O Ministério Público anunciou, esta semana, a liberação de R$970 mil destinados ao atendimento de imigrantes haitianos na rede pública de saúde no estado do Amazonas. A quantia será transferida para o Fundo de Saúde do Estado em seis parcelas e servirá para bancar exames médicos, medicamentos, emergências e serviços odontológicos para esses imigrantes.

Desde 2010, quando o Haiti foi abalado por um terremoto de sete graus na escala Richter, a presença de haitianos no Brasil aumentou consideravelmente. Estima-se que a catástrofe tenha atingido 3,5 milhões de pessoas e deixado 300 mil desabrigadas. A situação no país, que antes do ocorrido já era avaliado como o mais pobre das Américas, não melhorou muito desde então. Pouco da infra-estrutura atingida foi recuperada fazendo com que o fluxo de saída da população em busca de uma vida melhor aumentasse. Os dados oficiais apontam a entrada de 4 mil imigrantes haitianos no Brasil após o terremoto.

Chegando ao Brasil, no entanto, diferentemente do que a maioria deles poderia imaginar, a situação muitas vezes não se mostrou nada favorável. Em primeiro lugar, o percurso percorrido por esses haitianos para chegar ao país é realizado em meio a péssimas condições. Nas mãos dos chamados coiotes, os imigrantes passam fome, sede e tem que lidar com outras situações extremamente adversas e prejudiciais à saúde para chegar a seu destino.

Além das enfermidades provocadas pela viagem, a questão da saúde desses imigrantes é agravada pelas diferenças culturais entre os países. Como no Haiti não existe um sistema de saúde organizado, os haitianos que chegam aqui não recorrem ao Sistema Único de Saúde (SUS) para se tratar. Há, ainda, falta de esclarecimento e informações sobre doenças como a AIDS, mal que muitos deles acreditam ser provocado por feitiçarias.

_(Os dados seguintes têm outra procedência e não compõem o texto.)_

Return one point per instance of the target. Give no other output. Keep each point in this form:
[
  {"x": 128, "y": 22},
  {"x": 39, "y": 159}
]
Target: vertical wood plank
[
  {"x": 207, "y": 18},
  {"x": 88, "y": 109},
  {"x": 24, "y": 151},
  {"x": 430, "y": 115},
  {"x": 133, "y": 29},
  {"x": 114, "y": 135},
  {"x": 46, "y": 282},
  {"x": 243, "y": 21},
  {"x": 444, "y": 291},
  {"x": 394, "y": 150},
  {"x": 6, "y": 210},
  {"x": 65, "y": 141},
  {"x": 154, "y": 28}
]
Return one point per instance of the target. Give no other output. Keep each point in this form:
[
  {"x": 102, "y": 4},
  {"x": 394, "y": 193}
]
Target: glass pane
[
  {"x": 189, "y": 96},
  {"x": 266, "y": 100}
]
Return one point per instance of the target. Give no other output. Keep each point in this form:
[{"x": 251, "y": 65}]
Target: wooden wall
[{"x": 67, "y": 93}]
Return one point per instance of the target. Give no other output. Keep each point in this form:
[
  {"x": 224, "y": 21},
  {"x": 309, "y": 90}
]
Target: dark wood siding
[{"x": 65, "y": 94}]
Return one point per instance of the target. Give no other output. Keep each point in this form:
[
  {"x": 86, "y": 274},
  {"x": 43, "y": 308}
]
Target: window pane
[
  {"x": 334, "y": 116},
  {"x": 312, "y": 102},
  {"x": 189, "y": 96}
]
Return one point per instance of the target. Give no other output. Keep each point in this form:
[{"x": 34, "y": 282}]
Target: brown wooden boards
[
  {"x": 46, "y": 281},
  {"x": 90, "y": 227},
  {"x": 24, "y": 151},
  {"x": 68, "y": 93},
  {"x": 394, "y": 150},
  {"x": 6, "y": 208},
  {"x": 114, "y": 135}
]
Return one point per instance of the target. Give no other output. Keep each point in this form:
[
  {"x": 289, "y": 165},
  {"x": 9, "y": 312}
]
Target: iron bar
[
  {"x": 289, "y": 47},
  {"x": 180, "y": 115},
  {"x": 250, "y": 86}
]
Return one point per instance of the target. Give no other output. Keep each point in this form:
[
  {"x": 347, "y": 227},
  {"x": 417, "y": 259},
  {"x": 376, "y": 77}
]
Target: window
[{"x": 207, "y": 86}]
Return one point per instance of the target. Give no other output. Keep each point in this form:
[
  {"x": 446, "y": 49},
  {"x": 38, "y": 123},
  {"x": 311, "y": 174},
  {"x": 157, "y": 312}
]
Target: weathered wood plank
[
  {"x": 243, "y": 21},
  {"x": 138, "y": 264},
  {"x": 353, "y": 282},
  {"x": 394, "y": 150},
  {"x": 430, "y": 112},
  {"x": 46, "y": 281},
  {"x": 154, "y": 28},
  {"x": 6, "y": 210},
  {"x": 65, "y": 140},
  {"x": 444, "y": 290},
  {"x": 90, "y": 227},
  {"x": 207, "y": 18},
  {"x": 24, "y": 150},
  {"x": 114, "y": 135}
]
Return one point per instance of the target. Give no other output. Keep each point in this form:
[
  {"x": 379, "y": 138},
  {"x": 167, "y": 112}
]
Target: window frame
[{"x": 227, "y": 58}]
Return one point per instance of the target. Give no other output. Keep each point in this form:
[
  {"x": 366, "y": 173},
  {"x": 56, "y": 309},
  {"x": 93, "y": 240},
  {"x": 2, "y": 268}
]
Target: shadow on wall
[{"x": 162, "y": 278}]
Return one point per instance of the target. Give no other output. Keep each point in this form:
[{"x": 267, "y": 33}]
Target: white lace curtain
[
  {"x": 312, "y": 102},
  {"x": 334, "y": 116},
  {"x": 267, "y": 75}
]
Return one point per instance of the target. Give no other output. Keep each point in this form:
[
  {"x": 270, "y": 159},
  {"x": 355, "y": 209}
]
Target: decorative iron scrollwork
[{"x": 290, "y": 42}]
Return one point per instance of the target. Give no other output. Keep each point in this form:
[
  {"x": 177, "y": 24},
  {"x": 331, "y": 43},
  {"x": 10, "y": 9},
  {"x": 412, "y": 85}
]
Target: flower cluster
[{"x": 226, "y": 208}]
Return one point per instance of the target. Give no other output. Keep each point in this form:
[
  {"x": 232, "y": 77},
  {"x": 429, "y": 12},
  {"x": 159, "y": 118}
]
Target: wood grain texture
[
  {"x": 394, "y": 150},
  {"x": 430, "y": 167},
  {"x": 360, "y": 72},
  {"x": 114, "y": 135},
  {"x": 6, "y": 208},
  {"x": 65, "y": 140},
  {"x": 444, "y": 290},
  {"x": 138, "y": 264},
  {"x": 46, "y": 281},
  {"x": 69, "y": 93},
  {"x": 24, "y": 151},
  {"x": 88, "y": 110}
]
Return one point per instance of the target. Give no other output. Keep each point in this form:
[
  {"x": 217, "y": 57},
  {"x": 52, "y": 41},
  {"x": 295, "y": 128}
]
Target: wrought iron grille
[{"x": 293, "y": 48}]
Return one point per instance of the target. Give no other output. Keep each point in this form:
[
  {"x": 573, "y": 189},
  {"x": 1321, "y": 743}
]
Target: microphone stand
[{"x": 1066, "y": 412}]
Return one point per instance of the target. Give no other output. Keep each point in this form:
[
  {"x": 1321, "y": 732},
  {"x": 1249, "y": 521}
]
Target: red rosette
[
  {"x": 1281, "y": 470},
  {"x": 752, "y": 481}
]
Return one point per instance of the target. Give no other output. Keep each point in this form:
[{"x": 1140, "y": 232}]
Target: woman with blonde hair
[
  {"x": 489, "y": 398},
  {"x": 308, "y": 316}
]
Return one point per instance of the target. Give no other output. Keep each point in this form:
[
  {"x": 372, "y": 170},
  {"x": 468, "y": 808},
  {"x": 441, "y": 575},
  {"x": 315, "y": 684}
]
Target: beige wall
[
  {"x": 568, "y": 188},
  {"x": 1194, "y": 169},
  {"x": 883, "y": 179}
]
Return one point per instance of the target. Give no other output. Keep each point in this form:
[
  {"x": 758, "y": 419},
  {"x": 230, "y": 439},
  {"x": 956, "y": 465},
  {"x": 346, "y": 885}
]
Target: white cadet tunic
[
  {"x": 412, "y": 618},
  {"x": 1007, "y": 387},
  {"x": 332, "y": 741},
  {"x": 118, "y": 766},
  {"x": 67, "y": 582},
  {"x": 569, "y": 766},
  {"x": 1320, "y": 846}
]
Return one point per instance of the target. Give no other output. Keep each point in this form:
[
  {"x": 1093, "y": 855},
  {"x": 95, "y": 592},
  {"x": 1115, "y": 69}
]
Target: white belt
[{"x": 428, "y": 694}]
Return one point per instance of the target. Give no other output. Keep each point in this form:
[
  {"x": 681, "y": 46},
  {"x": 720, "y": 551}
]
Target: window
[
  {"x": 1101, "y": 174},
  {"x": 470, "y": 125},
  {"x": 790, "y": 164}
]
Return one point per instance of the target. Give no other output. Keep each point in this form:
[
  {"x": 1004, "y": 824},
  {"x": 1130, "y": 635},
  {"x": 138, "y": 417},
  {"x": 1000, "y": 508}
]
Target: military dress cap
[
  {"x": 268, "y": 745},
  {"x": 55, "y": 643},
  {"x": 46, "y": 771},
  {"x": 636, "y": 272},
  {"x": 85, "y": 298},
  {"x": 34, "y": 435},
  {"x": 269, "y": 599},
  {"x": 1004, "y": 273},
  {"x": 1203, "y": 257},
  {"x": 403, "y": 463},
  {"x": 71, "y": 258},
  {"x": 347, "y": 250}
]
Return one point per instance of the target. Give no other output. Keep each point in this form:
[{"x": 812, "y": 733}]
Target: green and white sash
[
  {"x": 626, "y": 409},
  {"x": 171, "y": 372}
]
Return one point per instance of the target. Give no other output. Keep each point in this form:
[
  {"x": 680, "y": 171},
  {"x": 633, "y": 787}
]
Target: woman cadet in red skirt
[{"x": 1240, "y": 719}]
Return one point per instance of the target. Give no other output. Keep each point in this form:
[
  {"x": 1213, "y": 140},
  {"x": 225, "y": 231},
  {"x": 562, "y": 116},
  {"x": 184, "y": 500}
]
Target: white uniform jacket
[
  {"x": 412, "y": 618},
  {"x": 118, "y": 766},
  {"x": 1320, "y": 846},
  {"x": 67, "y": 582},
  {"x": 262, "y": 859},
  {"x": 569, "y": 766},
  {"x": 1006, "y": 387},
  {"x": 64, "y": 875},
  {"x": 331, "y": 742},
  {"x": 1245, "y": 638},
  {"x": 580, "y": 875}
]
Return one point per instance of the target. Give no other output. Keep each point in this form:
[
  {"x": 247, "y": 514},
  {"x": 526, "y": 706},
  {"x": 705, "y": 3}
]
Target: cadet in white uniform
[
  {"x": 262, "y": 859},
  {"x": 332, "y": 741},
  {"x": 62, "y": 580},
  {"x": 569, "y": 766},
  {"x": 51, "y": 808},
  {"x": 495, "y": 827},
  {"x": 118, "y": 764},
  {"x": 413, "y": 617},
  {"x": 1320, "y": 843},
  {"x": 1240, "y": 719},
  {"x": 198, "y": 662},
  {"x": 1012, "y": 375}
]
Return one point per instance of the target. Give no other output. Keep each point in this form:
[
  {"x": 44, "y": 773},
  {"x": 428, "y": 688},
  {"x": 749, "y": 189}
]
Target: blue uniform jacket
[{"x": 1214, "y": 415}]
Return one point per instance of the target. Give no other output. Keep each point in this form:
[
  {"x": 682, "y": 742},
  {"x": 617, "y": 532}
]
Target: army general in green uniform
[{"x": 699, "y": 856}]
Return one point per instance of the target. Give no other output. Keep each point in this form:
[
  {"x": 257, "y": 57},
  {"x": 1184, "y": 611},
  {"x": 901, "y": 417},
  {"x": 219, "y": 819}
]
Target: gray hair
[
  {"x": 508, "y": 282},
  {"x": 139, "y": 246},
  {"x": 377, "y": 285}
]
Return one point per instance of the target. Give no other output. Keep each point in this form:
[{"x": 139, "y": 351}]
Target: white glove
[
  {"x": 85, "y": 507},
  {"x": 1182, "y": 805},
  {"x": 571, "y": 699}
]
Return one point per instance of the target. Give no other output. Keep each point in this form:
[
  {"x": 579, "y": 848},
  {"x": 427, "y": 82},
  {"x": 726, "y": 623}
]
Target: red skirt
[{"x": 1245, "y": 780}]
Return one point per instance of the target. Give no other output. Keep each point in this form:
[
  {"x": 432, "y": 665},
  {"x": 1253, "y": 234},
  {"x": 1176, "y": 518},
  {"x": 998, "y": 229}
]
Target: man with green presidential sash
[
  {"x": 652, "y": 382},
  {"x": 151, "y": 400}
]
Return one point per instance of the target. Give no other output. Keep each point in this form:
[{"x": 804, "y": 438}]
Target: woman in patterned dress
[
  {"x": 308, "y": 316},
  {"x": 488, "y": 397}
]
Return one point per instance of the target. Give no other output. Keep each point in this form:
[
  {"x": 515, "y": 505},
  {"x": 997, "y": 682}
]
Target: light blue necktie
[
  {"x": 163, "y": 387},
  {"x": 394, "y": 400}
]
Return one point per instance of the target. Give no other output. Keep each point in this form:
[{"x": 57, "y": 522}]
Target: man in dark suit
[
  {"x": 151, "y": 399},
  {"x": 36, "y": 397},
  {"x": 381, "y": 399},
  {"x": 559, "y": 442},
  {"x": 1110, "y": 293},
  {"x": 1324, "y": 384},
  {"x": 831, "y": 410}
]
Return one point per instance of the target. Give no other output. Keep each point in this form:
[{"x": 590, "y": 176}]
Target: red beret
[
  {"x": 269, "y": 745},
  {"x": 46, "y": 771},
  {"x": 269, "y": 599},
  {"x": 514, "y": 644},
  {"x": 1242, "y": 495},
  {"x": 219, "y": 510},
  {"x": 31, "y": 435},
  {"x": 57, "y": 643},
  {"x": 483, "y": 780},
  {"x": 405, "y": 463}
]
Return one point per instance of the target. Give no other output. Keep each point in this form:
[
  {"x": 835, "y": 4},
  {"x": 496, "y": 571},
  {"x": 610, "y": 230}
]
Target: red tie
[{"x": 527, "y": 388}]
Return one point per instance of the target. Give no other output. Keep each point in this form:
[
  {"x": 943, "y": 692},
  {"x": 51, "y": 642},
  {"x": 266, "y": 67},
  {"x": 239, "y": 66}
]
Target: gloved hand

Outro fator que agrava a situação da saúde dos haitianos no Brasil é a questão o idioma. Quase toda a população do Haiti fala crioulo haitiano e, assim, os imigrantes encontram dificuldades para se comunicar com os brasileiros. Apesar disso, já existem projetos de aulas básicas do idioma para agentes de saúde de áreas onde a presença deles é maior.

Porém, apesar das inúmeras situações difíceis que os haitianos possam encontrar em solo brasileiro, em janeiro desse ano a política migratória entre Haiti e Brasil sofreu algumas modificações que visam melhorar esse panorama. O governo brasileiro regularizou a situação de milhares de haitianos no Brasil e o Conselho Nacional de Imigração agora oferecerá visto por razão humanitária a até 1,2 mil deles por ano. A condição para receber esse tipo de ajuda é apresentar um comprovante de residência e um atestado de antecedentes criminais. O objetivo é diminuir a entrada, no Brasil de haitianos sem documentação.

A questão da saúde também está sendo cuidada. Além da recém quantia destinada ao Amazonas, no começo do ano, o estado do Acre recebeu R$1,3 milhão para a assistência médica dos imigrantes haitianos. A dificuldade a ser transposta, agora, é a falta conscientização dessa nova parcela da população brasileira.